|In appearance, behaviour and biological make-up, chimps groom, carry their little ones and Pocko shows how he walks on his feet. [Photo: George Mulala/ Standard]|
By Marion Ndung’u
When it is feeding time at the Ol Pejeta Conservancy, the chimpanzees form an organised queue. They pick some fruits and tea and move on to sit at an open area before they start to enjoy their meal.
Watching them, one cannot miss the similarity between these animals and human beings.
At the centre — one of the seven in the world that takes care of orphaned chimps — there are 42 chimpanzees most having been rescued from central Africa regions where they were enslaved or ensnared by poachers. Chimps are highly endangered.
John Kiama, a caretaker at the centre, says five chimps have been born to the centre since it started rescuing the apes. But the initial plan was not for them to breed as Nanyuki is not a natural habitat for them.

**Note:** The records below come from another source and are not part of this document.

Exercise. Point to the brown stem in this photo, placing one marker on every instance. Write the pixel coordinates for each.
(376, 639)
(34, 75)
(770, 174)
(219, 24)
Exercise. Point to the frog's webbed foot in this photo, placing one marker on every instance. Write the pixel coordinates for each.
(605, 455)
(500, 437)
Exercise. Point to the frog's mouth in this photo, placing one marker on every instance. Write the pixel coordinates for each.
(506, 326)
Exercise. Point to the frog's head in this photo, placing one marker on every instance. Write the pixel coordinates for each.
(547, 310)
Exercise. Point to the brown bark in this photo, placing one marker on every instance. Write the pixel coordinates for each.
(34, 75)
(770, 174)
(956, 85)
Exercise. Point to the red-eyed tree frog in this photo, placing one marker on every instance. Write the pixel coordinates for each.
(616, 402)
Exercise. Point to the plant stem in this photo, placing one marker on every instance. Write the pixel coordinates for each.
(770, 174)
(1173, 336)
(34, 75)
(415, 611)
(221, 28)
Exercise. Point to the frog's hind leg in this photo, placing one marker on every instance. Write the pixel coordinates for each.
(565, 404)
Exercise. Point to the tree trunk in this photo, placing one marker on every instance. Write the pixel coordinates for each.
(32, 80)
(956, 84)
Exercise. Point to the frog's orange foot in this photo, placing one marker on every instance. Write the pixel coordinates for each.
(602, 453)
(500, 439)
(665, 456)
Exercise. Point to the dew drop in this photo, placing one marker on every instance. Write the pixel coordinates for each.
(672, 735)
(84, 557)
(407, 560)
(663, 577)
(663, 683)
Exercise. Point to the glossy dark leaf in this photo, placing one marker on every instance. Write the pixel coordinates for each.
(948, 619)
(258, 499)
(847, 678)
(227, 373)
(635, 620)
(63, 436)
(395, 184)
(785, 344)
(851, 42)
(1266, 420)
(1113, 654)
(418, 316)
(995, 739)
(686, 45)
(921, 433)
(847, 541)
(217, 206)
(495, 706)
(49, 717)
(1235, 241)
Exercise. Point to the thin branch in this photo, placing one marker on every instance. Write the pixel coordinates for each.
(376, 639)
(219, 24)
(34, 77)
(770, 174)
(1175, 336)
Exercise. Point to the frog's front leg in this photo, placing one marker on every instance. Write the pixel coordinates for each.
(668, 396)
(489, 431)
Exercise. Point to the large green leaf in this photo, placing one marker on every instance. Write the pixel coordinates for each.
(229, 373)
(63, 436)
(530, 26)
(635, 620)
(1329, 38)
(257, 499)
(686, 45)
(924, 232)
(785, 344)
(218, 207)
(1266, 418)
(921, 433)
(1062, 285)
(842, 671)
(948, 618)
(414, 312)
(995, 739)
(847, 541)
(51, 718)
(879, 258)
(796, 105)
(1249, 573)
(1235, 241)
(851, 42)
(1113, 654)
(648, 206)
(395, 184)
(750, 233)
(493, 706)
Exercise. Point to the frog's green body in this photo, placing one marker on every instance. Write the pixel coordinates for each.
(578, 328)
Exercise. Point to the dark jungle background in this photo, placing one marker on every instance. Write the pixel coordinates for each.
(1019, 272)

Explains Kiama, “The babies were born due to the failure of the Norplant chip planted under the skin to prevent conception.”
Like human beings, chimpanzees can be administered with family planning methods to prevent the growth of population.

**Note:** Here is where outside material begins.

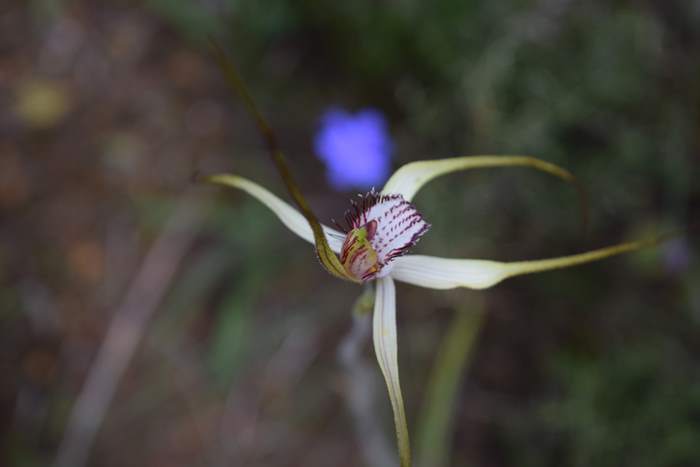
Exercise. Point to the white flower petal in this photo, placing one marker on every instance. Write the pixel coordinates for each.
(447, 273)
(289, 216)
(411, 177)
(386, 349)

The sanctuary has two groups of chimpanzees separated by the Ewaso Nyiro River. The two cannot mix simply because chimps can’t swim.

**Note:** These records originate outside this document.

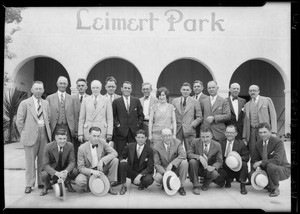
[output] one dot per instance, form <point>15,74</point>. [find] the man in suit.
<point>188,115</point>
<point>169,155</point>
<point>33,118</point>
<point>110,87</point>
<point>216,112</point>
<point>95,157</point>
<point>270,155</point>
<point>198,95</point>
<point>205,159</point>
<point>233,144</point>
<point>128,117</point>
<point>147,101</point>
<point>137,163</point>
<point>77,98</point>
<point>59,162</point>
<point>61,109</point>
<point>95,110</point>
<point>237,109</point>
<point>259,109</point>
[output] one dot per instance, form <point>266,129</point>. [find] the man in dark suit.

They sleep in stone houses to prevent them from suffering from diseases caused by cold temperatures.
The animals are fed three times a day on carrots, cabbages, spinach, peanuts, fruits as well as other foods eaten by man as the environment does not allow them to be fully dependent on the wild for food.
“For the evening meal, they usually have ugali mixed with eggs to keep them warm and strong,” says Kiama.